In a development of the invention, the means comprise a potentiometer, the egg NEN connected to the actuator or the transmission element fer, which is dependent on the movement of the actuator  the transmission element travels over a resistance track, wherein the potentiometer is electrically connected such that it is a continuous signal representing nuclear movement. The use of a poten tiometers makes it easy to record the continuous Chen movement, such a potentiometer is largely linear Output signal, so that in every functional position or in every Intermediate position different signals are present, which represent registration or also for a plausibility check can.

In a development of the invention, the means have a switching device that one connected to the actuator or the transmission element Has grinder, which depends on the movement of the actuator the transmission element moves over several contact surfaces, wherein the switching device is electrically connected such that it has a signal if there is a functional position (or a functional position description) rich) of the locking device. While it is provided here that if there is a functional position of the locking device, a signal is delivered and no in the positions between the functional positions The opposite procedure is also conceivable. The means that when there is a functional position there is no function position and when there is a signal is emitted.

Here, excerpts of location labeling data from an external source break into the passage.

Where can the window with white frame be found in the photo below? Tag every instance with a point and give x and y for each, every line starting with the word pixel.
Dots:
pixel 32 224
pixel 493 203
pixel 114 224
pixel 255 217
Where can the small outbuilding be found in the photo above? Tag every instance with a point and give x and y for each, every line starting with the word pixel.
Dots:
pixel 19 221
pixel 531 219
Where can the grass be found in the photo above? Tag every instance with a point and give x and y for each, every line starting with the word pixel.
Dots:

Due to the output signal of the Switching device can thus be reliably recognized when after activation tion of the actuator has reached a functional position, then the To interrupt actuation of the actuator.

The combination of the output signal of the potentio is particularly advantageous meters with the output signal of the switching device, so that at any time point, during which the actuator is activated or in a radio position, a statement is possible in which area the Actuator or the transmission element is located (due to the  Evaluation of the output signal of the switching device) and whether a movement supply of the actuator or the transmission element during the control is present or not (based on the evaluation of the output signal of the potentiometer). Is there a signal for activation and changed the output signal of the potentiometer does not change, causing either that Output signal itself or its change in time is evaluated on to close a defect, for example in an electrical switchboard Chung the control or jamming of the element of Locking device can have its cause. Furthermore it is possible due to the at least two separately evaluable outputs signals to perform a plausibility check, depending on Predeterminable quantities (for example deviations) an emergency operation is carried out can be.

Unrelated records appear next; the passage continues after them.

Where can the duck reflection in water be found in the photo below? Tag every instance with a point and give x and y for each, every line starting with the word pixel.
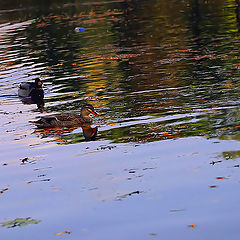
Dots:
pixel 89 133
pixel 32 93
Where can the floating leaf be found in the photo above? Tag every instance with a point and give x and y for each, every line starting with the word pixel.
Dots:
pixel 60 233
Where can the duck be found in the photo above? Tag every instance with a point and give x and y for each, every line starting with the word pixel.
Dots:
pixel 32 93
pixel 67 119
pixel 89 133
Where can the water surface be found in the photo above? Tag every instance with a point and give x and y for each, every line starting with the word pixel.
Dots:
pixel 164 76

Likewise, based on a development of the invention, it is particularly advantageous that the signal of the potentiometer for superimposed control of the Stellan Drive can be evaluated if after actuation of the actuator to Errei Chen a functional position that is about to be reached. This means, that driven from a first functional position of the actuator to achieve the following functional position. This is done at for example with a signal that causes rotary movements of the actuator. If it is now determined by means of the switching device that to achieve de Function position is close to being reached or has already been reached control by evaluating the output signal of the potentiometer of the actuator overlaid in such a way that the control signal for the actuator is not switched off abruptly, but within a before adjustable period of time to a minimum value or to zero is so an overshoot, which is even when leaving the driven to express the functional position. If applicable remember that after evaluating the output signal of the potentio meters the control signal for the actuator in its sign  returns, which results in a reversal of the polarity of the actuator by a very rapid braking and thus a reliable achievement of the desired To enable functional position.

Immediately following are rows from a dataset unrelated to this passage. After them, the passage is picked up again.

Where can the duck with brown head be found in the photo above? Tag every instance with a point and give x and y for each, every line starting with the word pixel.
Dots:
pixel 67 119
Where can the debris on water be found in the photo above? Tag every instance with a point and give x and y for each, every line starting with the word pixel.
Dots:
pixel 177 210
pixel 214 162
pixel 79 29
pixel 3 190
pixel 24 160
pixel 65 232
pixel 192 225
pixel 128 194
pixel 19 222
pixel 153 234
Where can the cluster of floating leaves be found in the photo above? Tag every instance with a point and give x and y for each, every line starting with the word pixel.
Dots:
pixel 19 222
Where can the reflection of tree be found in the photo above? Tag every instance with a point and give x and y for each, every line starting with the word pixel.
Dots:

Conversely, it is also possible to output the potentiometer evaluate to recognize the achievement of a functional position if be the output signal of the potentiometer in predetermined value ranges finds. With the beginning of reaching such a range of values, the An Control signal for the actuator can be reduced, for example, the rotation reduce the number of actuators; if then by means of the switching device has been recognized that the desired functional position has been reached can the control signal for the actuator is further reduced or switched off the, which also overshoots and a resulting new position nation or new control can be avoided.

In a further development of the invention is for the potentiometer and the switching device tion provided a common grinder, the taps each for the contra support path and the contact surfaces, with the taps electrically from one another are separated so that the output signals of the potentiometer and of the switching device do not influence each other. Here is particular when designing rotary potentiometers and switching devices gen (linear is also conceivable) given a particularly compact design, the in locking devices that are in doors or the like of vehicles be built, is particularly important because there is not enough space for Available.

In a further development of the invention, the at least one resistance path as well the contact surfaces concentrically around a shaft of the actuator or a Shaft of the transmission element arranged around on a circuit board. So can be available based on the given geometries and the the installation space, the at least one resistance track and the contact areas  be arranged on the conductor track, the concentric arrangement also has the advantage that the space is hereby optimally used.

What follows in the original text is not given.